When I’m reviewing gay-themed films, I sometimes feel I’m using the word ‘forgive’ too much. With many of these films you can see there’s a lot that’s good about them, but you have to forgive the acting, the low-budget (and resulting picture or sound issues), the shaky direction or slightly unfinished script. It’s always great then when you find a gay-themed film that’s just a good movie, and Out In The Dark certainly fits in that category.
Nimr (Nicholas Jacob) is a young Palestinian student who illegally sneaks out of Ramallah to go to a gay club in Tel Aviv. There he meets Jewish lawyer Roy (Michael Aloni). The two have a spark, but with Nimr coming from the other side of the Israeli-Palestinian divide, he’s not sure whether they should have any sort of relationship. However they eventually begin to see one another, helped by the fact Nimr gets a pass allowing him to legally enter Tel Aviv to go to university.
While Nimr and Roy fall deeply in love, the world around them is determined to make things difficult. Nimr’s family is deeply homophobic and so he has to hide this side of himself, especially from his older brother, who has become involved with violent Palestinian militants.
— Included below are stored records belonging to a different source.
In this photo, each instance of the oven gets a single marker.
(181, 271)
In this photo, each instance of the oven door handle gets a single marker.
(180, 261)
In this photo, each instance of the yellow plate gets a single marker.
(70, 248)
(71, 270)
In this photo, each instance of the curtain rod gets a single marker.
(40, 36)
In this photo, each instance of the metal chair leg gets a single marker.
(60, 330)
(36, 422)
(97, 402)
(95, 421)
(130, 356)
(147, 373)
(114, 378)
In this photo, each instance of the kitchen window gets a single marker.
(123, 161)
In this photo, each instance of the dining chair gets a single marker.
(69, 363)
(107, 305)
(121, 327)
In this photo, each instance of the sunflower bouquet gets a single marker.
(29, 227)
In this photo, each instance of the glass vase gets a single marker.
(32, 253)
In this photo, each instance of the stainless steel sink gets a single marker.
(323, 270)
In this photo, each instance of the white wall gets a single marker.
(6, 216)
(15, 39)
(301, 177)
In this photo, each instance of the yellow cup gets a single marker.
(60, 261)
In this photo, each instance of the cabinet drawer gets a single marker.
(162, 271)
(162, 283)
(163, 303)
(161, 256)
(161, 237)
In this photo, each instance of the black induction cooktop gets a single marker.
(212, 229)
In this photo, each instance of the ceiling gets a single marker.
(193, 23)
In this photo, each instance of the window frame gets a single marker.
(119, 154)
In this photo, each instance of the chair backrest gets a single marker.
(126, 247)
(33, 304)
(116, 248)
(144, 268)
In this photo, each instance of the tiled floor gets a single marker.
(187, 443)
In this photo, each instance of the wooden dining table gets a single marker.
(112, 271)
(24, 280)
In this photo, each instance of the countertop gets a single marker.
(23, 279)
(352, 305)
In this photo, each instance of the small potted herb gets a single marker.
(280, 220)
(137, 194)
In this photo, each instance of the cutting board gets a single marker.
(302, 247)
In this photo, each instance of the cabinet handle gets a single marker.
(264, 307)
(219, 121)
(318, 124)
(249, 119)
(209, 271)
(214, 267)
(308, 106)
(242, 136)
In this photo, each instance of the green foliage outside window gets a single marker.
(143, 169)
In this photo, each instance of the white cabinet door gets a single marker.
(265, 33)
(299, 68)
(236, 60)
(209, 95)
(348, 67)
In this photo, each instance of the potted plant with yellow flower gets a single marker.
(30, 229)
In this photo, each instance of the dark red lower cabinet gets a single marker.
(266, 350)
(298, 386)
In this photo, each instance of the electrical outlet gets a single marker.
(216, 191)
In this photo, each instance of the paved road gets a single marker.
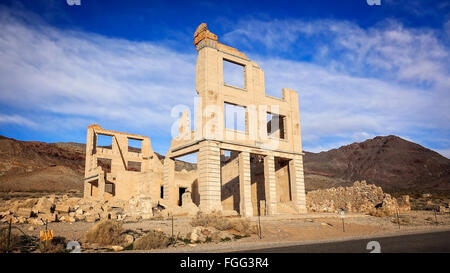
(415, 243)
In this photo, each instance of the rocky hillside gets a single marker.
(38, 166)
(390, 162)
(387, 161)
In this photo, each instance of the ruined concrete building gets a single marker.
(252, 168)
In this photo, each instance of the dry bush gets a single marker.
(151, 240)
(244, 227)
(106, 232)
(14, 242)
(56, 245)
(215, 220)
(219, 222)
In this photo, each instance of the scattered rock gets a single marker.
(361, 197)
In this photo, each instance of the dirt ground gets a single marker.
(274, 229)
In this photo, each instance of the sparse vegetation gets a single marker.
(14, 241)
(151, 240)
(106, 232)
(216, 220)
(57, 245)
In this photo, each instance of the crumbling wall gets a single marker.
(361, 197)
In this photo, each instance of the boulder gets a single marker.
(24, 212)
(44, 205)
(62, 208)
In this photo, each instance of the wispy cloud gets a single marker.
(16, 119)
(354, 82)
(84, 75)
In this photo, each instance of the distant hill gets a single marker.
(390, 162)
(39, 166)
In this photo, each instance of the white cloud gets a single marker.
(92, 77)
(387, 79)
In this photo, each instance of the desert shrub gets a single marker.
(215, 220)
(151, 240)
(244, 227)
(106, 232)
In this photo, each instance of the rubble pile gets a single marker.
(361, 197)
(38, 211)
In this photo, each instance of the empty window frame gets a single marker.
(235, 117)
(134, 166)
(104, 141)
(134, 145)
(276, 125)
(233, 74)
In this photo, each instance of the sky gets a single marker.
(360, 70)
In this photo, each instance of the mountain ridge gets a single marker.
(387, 161)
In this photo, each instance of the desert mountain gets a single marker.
(390, 162)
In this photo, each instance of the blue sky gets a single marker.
(360, 70)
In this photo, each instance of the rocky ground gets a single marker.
(274, 230)
(368, 212)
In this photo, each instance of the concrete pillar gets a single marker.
(87, 190)
(169, 181)
(246, 208)
(209, 183)
(297, 183)
(270, 187)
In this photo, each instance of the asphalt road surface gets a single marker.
(416, 243)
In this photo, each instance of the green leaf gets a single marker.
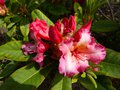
(103, 83)
(105, 26)
(57, 9)
(61, 83)
(112, 57)
(92, 80)
(75, 78)
(24, 27)
(26, 78)
(9, 68)
(38, 14)
(12, 51)
(109, 69)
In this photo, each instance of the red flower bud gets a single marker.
(55, 35)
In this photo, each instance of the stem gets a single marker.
(104, 14)
(113, 18)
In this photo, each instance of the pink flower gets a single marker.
(69, 25)
(78, 50)
(3, 8)
(82, 2)
(29, 48)
(39, 29)
(55, 35)
(2, 2)
(41, 48)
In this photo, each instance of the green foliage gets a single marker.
(27, 77)
(105, 26)
(19, 73)
(61, 83)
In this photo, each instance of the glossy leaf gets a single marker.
(26, 78)
(103, 83)
(105, 26)
(61, 83)
(9, 68)
(111, 65)
(38, 14)
(12, 51)
(112, 57)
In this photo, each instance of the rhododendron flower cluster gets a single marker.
(73, 49)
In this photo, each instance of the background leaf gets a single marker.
(38, 14)
(26, 78)
(9, 68)
(105, 26)
(12, 51)
(103, 83)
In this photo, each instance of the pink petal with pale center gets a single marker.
(71, 63)
(97, 53)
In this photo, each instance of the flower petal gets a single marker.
(72, 23)
(42, 46)
(2, 2)
(40, 27)
(29, 48)
(83, 34)
(67, 65)
(55, 35)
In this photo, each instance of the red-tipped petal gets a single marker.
(40, 27)
(83, 32)
(72, 23)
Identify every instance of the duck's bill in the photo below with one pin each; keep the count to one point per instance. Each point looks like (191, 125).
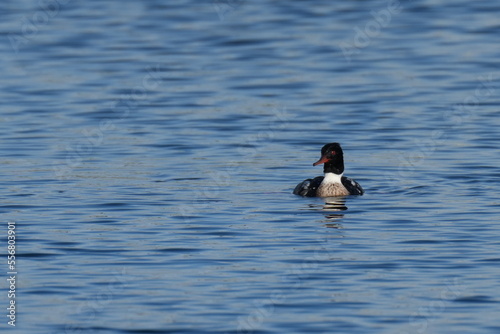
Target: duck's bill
(321, 161)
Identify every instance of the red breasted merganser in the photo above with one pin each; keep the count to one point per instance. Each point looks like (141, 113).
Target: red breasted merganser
(333, 183)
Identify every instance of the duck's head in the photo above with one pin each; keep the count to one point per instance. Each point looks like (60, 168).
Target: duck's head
(332, 157)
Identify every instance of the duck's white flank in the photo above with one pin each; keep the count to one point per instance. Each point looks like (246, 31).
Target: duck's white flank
(332, 178)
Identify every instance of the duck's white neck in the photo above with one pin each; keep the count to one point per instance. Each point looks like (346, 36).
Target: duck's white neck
(332, 178)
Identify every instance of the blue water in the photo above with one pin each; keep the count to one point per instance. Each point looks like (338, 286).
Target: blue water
(149, 151)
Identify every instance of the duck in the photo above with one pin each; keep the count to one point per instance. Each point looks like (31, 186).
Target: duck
(333, 183)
Quite how dangerous this is comes home to Nimr when the Israeli security forces deport a gay man living in Tel Aviv back to Ramallah. The man is almost immediately rounded up and killed by the Palestinian militants, both for being a possible collaborator and for being gay (which get mixed up together as being gay immediately make someone vulnerable to being blackmailed into collaboration so their secret isn’t revealed to their family).
It’s not just tough on the Palestinian side, as Roy’s parents are ambivalent about their son dating an Arab, while the security forces begin to see Nimr as somebody they can use, irrespective of the fact the young man just wants to study and be with Roy. As increasing pressure is heaped on Nimr from both sides of the divide, it’s not just his relationship with Roy that comes under threat, but his life.
Out In The Dark handles itself extremely well, creating a wonderful sense of romance and intimacy between Roy and Nimr, which ensures you’re pulled into in their romance. It sets up a scenario where neither of them really cares about the other’s background, sometimes to the point of naiveté, even if everyone around them cares an awful lot.
There were moments during the film when I really wished I knew more about how the Israeli-Palestinian divide works, as the film doesn’t spend too much time explaining it (I know the basics of the conflict, but not how it actually works on the ground for those living between the two territories). You can work out what’s going on, but it would have been nice if I’d known more going in – the film does a good job of making you want to find out though, as well as discovering more about the plight of gay Palestinians, which can be incredibly dire.
Out In The Dark is also one of those interesting Israeli films where you can see why some might think it was too pro-Palestinian, while others would accuse it of being too pro-Israeli, depending of what side they’re already on. The reason for that is the film is generally unimpressed with either side, both of which are presented as being determined to do things that will ensure continued hostility. The Palestinian militants and the Israeli security forces are also shown to have little regard for normal people, who merely become about how they can be used, not about their desire to live their lives as they wish.
Along with the romance, Out In The Dark builds a great sense of tension as Nimr’s situation becomes ever more drastic and Roy increasingly realises both how different and difficult his lover’s life actually is.
The film is a moving romance and an effective thriller, which successfully negotiates gay issues without feeling like the fact the main characters are gay is the only important thing. And like the best films about difficult political situations, it remembers that the real story is often people trying to live their lives and find happiness in a place that’s determined to make it impossible.
Overall Verdict: A moving gay romance, successful thriller and an effective exploration of the Israeli-Palestinian divide, particularly how difficult it can be for gay Arabs. Out In The Dark is not just a good gay-themed film, it’s a good film full-stop.